Right now, I like the word “harmony.” For me, “love” expresses a state that exists deep inside of me. So does “harmony”, and at the same time points to the recognized and deeply felt relationship with another.

If I recognize that I am in harmony with someone or something, I don’t immediately have to explain what that means to me or someone else. Love demands immediate sorting through a prism of many meanings. Unlike love, harmony does not carry for me the implied assortment of wants, fears and expectations, all of which beg rapid clarification.

Harmony is a state of presence. Harmony does not mean an action or intention. Though it infers a reference to another, harmony describes something that exists primarily in me. It does not invite or require the other to do anything but exist, to be present as they are. There is no pressure for them to harmony back to me.

I do not even have to like or agree with the who or what with whom I am in harmony. I do not have to match cognition with an individual when I am in harmony with them. Harmony is a state of openness and acceptance, not a state of agreement. However, it is difficult for me to be in harmony with someone who is threatening me or in clear opposition to me.

If I am in harmony with someone, I don’t have to deal with all the misleading barnacles that cling to love. Harmony is a simple expression of a state of being. It does not imply any wants, intentions or promises. While harmony requires a great deal of introspection and self-acceptance, it is simply an expression of what I feel and what I recognize inside of me.

Above all, harmony is less ambiguous and even more precise. In addition, I think I am more comfortable telling someone that I am in harmony with them than I am in love. This is easier, even though both mean the same to me.

Walking

It is my intent and choice to walk in beauty. I want to be surrounded by a world of beauty. When I walk in my garden, it is a reminder that I choose to be in the midst of beauty, no matter where I walk. I invite all my companions to walk beside me, to walk the same path of beauty. Everyone is welcome to walk with me in my garden, the touchable garden and the metaphorical one..

The question comes up whether Buddhism is a religion. The most satisfying answer I have heard is “perhaps.” For me it is a way of living, a way of walking in the world. It is a path of awakening. It is not a path toward awakening, but a way of awaking, a way of being aware.
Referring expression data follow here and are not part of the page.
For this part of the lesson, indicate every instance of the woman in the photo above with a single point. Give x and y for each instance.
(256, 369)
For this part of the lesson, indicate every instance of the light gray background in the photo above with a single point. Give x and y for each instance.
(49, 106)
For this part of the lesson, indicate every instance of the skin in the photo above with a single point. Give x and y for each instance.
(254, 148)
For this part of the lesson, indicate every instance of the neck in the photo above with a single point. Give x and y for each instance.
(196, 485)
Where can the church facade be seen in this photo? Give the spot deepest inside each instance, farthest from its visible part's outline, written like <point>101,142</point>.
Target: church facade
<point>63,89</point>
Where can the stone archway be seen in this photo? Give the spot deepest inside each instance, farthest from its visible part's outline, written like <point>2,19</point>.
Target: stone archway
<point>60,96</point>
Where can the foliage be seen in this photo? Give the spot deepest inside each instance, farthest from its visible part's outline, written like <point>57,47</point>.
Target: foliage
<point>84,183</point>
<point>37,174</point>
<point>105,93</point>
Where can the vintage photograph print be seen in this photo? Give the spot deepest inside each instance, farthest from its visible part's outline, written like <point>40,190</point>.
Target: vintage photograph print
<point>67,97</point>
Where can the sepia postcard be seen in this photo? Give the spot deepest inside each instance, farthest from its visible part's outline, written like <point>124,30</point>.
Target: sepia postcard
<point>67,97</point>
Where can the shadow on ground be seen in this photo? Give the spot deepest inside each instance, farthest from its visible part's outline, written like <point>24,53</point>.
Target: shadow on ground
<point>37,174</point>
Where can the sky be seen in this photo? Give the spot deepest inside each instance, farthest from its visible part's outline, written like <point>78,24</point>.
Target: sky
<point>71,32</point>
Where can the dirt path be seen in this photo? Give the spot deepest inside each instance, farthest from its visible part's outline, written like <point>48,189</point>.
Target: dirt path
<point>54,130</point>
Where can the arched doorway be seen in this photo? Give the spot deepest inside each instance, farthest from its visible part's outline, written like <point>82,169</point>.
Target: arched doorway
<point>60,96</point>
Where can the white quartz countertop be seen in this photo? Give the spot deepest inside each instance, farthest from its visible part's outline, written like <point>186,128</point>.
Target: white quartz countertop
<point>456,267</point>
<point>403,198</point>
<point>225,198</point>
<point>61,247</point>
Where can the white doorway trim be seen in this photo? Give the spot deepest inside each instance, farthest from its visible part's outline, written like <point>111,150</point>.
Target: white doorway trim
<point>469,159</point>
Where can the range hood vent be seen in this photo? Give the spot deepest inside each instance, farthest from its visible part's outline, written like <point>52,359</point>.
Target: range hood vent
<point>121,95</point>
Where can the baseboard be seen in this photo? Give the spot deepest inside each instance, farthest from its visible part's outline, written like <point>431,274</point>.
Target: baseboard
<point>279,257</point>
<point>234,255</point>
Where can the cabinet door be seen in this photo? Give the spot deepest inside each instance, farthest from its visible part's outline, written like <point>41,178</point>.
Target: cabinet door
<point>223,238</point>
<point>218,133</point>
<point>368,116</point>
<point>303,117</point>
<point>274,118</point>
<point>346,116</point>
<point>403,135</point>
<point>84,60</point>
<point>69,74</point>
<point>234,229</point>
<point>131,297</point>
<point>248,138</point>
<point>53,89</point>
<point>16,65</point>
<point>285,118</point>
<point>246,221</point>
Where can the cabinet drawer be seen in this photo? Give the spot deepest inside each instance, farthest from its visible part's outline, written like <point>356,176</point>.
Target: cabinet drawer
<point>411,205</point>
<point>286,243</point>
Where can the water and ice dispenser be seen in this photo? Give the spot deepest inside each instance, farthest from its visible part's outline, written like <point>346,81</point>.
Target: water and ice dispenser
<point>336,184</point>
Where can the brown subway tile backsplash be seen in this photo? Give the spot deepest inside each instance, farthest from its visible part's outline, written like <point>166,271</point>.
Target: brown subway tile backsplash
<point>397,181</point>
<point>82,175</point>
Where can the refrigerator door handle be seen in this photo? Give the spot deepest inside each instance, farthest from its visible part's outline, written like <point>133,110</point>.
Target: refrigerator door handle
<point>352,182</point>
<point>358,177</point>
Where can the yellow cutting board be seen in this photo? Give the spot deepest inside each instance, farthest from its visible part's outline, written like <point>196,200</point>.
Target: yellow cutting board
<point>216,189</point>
I walk in awareness, I walk in beauty, I walk mindfully. I act accordingly because I walk in beauty.

Stimulated

I realize that I am overstimulated by FaceBook and the news. In spite of my restricting my involvement with the news, I still allow too much of it to enter my body. I have normally considered overstimulation to be a problem of youth, but I see that even us older people can suffer its effects.

I want to keep my attention on how I breathe, how my feet touch the ground, and how the plants rise out of the ground. I want to be deeply aware of people I am with and whom I touch. That is enough stimulation for me.